Studio album by Princess Princess
- Released: December 22, 1993
- Recorded: 1993
- Genres: J-pop; rock;
- Length: 41:21
- Language: Japanese
- Label: Sony Records
- Producer: Princess Princess

Princess Princess chronology
| Bee-Beep (1993) | Majestic (1993) | Presents (1994) |

Singles from Majestic
- "Futari ga Owaru Toki" Released: November 10, 1993;

= Majestic (Princess Princess album) =

Majestic (マジェスティック, Majesutikku) is the eighth studio album by the Japanese girl band Princess Princess, released on December 22, 1993, by Sony Records. It includes the single "Futari ga Owaru Toki". The album's songs are themed around breakups.

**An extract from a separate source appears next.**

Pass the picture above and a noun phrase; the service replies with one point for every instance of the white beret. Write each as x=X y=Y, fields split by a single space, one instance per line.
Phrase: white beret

The album peaked at No. 2 on Oricon's albums chart. It was also certified Gold by the RIAJ.

== Track listing ==

| No. | Title | Lyrics | Music | Length |
|---|---|---|---|---|
| 1. | "Kizuato" ((傷跡; "Scar")) | Kanako Nakayama |  | 5:19 |
| 2. | "Bird's Eye View" | Tomoko Konno | Konno | 4:23 |
| 3. | "Sayonara Darling" (Sayonara Dārin (さよならダーリン; "Goodbye, Darling")) | Kyōko Tomita |  | 4:01 |
| 4. | "Glass Heaven" | Tomita |  | 4:18 |
| 5. | "Futari ga Owari Toki" ((ふたりが終わる時; "When the Two Are Over")) | Nakayama |  | 2:55 |
| 6. | "Koi wa Champion" (Koi wa Chanpion (恋するチャンピオン; "Champion in Love")) | Tomita | Tomita | 3:47 |
| 7. | "Oh! Monkey Woman" | Nakayama | Nakayama | 4:12 |
| 8. | "Kaze ga Fuitara" ((風が吹いたら; "When the Wind Blows")) | Atsuko Watanabe | Watanabe | 4:28 |
| 9. | "Soreja ne" ((それじゃね; "That's It")) | Tomita |  | 4:06 |
| 10. | "Kataomoi" ((片想い; "Unrequited Love")) | Nakayama |  | 3:52 |
| Total length: |  |  |  | 41:21 |

==Charts==

| Chart (1993) | Peak position |
|---|---|
| Japanese Albums (Oricon) | 2 |

== Certification ==

| Region | Certification | Certified units/sales |
| Japan (RIAJ) | Gold | 200,000^{^} |
^{^} Shipments figures based on certification alone.